Cada año, a la mañana siguiente del maratón neoyorquino asistía a un popular programa matutino de TV, está  vez no fue la excepción: la entrevistaron, al regresar a su hotel tomó una siesta de la que no despertó más.
Su vida tomó sentido a través del deporte, vivió plenamente el potencial de su cuerpo sobre las pistas y las carreteras, la enfermedad no fue invitada a su acto final, murió sana, fuerte, plena y contenta: no solo la vejez está cambiando, la vida está en constante cambio y al parecer también la forma de morir se puede cambiar.

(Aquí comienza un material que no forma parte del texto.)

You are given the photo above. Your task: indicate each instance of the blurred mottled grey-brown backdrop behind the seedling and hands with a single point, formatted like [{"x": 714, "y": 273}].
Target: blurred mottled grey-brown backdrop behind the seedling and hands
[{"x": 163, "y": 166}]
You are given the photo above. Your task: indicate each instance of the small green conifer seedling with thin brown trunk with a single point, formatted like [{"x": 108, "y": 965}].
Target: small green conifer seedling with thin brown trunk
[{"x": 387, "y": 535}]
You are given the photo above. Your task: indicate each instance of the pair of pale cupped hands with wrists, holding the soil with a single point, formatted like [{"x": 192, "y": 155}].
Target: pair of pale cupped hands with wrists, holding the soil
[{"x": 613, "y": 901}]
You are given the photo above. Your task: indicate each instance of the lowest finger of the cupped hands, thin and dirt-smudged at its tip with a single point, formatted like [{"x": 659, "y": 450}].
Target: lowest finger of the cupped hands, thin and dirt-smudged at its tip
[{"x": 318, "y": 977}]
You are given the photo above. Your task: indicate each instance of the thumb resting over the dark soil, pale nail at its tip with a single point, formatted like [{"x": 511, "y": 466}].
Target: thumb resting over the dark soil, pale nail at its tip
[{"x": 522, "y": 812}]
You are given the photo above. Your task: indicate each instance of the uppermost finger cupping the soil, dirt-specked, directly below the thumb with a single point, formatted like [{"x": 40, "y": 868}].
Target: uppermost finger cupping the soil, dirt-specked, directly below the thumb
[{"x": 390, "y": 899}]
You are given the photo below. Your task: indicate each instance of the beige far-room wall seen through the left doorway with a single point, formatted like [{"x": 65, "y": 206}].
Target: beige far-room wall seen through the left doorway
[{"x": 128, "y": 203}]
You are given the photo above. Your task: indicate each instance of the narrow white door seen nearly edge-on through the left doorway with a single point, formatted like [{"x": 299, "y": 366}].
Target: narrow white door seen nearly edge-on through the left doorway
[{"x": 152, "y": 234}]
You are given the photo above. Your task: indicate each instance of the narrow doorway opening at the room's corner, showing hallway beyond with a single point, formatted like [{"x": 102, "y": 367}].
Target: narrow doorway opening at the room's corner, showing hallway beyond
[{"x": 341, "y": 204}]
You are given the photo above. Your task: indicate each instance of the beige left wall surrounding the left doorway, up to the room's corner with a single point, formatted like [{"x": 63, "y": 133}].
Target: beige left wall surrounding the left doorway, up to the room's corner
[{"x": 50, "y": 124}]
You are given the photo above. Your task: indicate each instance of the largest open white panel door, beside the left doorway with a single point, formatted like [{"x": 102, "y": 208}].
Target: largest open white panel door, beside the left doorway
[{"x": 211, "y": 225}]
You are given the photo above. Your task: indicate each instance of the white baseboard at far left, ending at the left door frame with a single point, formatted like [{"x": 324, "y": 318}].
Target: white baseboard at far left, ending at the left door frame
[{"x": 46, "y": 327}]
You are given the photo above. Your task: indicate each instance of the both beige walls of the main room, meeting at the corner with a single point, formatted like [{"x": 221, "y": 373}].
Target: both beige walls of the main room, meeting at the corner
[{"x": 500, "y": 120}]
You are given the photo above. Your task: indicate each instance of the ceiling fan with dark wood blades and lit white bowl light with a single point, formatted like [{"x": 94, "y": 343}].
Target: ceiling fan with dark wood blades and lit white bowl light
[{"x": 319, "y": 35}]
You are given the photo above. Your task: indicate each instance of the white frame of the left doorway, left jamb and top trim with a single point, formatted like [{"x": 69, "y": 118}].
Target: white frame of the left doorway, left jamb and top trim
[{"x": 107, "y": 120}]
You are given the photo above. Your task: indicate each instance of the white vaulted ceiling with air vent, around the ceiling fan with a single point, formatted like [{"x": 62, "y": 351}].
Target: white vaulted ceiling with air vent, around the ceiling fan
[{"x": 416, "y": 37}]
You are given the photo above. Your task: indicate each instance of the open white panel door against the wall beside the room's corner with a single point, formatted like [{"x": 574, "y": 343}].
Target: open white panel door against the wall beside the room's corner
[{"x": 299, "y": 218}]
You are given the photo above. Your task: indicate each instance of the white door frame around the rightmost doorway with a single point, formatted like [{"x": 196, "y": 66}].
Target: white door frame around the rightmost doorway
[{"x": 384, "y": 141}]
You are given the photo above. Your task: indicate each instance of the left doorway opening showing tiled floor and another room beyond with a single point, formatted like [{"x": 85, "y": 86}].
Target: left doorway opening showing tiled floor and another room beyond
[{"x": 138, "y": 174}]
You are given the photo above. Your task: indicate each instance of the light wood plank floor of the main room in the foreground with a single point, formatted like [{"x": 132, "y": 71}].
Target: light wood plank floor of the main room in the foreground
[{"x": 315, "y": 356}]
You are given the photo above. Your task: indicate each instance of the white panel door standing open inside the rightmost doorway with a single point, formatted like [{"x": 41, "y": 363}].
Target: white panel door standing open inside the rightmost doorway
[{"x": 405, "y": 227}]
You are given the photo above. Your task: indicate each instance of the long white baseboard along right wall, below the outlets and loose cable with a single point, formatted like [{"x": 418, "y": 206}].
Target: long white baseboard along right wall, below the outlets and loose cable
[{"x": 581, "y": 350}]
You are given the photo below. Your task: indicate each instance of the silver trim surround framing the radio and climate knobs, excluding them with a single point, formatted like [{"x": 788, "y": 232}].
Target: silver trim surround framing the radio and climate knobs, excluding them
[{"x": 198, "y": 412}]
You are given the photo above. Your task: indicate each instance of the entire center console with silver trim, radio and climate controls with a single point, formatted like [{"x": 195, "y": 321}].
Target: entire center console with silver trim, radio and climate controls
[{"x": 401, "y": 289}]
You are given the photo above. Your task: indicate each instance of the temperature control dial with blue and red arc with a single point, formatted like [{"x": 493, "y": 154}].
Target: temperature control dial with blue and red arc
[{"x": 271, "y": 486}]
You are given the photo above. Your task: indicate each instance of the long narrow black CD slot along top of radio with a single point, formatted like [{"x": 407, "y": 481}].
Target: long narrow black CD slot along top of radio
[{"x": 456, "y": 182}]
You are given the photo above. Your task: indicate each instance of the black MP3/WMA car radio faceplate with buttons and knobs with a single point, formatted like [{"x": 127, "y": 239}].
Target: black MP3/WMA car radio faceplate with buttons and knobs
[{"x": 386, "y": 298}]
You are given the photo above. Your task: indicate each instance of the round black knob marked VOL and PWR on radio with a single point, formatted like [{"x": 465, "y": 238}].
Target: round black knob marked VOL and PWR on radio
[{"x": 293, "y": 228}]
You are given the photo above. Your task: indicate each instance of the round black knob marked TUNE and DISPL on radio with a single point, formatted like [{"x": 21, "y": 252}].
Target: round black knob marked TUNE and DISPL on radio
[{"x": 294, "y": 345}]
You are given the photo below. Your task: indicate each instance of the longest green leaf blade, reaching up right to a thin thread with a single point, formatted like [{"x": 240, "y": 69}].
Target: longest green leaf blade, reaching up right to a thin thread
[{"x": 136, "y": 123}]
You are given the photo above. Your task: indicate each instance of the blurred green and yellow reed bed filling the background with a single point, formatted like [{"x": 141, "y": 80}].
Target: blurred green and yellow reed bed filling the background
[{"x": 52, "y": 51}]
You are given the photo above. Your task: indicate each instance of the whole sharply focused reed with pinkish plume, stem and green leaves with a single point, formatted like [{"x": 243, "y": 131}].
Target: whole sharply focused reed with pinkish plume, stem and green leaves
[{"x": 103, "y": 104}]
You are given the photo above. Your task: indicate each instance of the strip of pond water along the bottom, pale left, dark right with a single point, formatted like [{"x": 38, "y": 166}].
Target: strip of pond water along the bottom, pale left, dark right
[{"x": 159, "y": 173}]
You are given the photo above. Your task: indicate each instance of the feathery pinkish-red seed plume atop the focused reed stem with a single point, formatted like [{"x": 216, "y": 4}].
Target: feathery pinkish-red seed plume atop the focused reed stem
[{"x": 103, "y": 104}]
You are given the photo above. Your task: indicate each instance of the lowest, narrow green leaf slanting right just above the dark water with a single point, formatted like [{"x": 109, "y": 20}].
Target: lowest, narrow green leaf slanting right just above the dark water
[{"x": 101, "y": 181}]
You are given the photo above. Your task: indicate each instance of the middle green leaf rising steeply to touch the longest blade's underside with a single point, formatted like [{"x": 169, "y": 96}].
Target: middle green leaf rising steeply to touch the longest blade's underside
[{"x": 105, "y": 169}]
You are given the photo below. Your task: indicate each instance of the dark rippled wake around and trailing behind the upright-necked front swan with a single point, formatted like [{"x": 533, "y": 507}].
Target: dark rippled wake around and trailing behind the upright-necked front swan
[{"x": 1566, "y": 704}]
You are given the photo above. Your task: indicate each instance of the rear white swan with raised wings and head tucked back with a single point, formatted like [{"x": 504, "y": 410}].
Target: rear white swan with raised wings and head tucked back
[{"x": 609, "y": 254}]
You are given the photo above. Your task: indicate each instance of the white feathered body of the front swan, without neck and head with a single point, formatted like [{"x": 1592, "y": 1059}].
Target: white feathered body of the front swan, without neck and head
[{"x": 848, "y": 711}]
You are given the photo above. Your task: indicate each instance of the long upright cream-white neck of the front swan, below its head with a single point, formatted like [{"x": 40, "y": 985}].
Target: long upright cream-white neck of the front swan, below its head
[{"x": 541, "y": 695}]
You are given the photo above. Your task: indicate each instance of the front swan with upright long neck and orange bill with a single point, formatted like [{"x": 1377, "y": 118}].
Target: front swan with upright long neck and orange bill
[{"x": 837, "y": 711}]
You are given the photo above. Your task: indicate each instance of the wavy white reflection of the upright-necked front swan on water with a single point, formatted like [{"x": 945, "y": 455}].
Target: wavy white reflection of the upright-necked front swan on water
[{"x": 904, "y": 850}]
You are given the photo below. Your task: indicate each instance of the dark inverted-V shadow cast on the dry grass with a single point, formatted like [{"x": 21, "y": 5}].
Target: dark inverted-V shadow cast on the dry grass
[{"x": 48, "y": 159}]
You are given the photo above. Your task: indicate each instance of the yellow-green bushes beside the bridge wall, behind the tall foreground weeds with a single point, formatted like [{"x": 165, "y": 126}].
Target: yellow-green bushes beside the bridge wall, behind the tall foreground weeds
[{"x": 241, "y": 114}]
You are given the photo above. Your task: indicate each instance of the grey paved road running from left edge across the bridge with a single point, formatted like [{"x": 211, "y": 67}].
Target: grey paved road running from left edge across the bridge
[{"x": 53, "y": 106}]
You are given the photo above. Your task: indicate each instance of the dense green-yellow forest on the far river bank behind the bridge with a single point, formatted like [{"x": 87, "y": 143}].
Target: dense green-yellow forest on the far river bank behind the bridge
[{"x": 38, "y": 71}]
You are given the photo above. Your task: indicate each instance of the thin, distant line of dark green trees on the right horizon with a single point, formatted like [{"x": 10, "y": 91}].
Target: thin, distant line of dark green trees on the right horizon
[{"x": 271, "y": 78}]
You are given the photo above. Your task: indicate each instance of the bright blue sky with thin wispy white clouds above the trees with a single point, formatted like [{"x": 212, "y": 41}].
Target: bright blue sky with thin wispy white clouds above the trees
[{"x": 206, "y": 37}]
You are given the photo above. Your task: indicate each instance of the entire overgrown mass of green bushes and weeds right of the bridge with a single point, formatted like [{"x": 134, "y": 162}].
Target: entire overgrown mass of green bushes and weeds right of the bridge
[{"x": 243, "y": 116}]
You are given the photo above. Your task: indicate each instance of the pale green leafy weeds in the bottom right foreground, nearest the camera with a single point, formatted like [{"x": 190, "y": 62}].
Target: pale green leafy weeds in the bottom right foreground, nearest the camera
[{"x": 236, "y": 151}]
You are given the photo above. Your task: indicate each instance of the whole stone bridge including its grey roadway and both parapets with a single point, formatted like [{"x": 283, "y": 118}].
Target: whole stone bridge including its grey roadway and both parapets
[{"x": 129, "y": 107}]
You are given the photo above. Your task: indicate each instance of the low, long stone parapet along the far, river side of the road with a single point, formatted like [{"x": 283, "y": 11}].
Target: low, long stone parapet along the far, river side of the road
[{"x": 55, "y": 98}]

miércoles, 2 de octubre de 2013

1o. de Octubre



Poco a poco el día 1o de Octubre va teniendo resonancia como el Día Internacional de las Personas Adultas Mayores, a poco más de 20 años de haberse instituido, con el auspicio de la ONU, es ya una fecha que gana espacios en  los medios de comunicación, en los discursos oficiales y en eventos académicos. Es una fecha propicia para presentar estudios, publicaciones y hablar de políticas públicas; en México se han presentado los resultados de la segunda fase del Estudio Nacional de Salud y Envejecimiento en México, ENASEM II, estudio longitudinal que inició en 2001, financiado  por los Institutos de Salud de Estados Unidos a través de la Universidad de Texas;  en esta etapa participaron por México los Institutos Nacionales de: Salud Pública (INSP), de Estadística, Geografía e Informática (INEGI), de Geriatría (INGer); además de las Universidades de Wisconsin, de Pennsylvania y la de Texas Medical Branch. Llama la atención que no participen investigadores de universidades nacionales.
También se han dado a conocer por parte del INEGI las “Estadísticas a propósito del Día Internacional de las Personas de Edad, 2013”, con resultados que nos han dejado honda preocupación y confirman lo que ya hemos mencionado en otros artículos: No existen aún en México políticas públicas para las personas adultas mayores, no pasamos de operar algunos programas, pocos a nivel nacional, algunos más a nivel local, pero todos inconexos y parciales.
Esto a dado como resultado el vergonzoso lugar 56, a nivel mundial, en que México a sido colocado en el “Primer Índice Global de Envejecimiento”, publicado también este primero de octubre por la Organización HelpAge Internacional y financiado por la ONU, donde se han estudiado cuatro indicadores que miden la calidad de vida y el bienestar de las personas adultas mayores en 91 países.
En el rubro seguridad de ingresos México se desplomó al lugar 70, en estado de salud obtiene su mejor posición en el lugar 31, en empleo y educación ocupa el lugar  58, y en entornos adecuados queda en el lugar 51.
En la tabla general nos han superado Chile (19), Uruguay (23), Argentina (26), Costa Rica (28), Panamá (30), Brasil (31), Ecuador (32), Perú (43), Bolivia (46), Colombia (54), Nicaragua(55); Cuba, extrañamente, no fue tomada en cuenta en este estudio, que sin duda habría ocupado también un lugar por delante de México.  Triste realidad.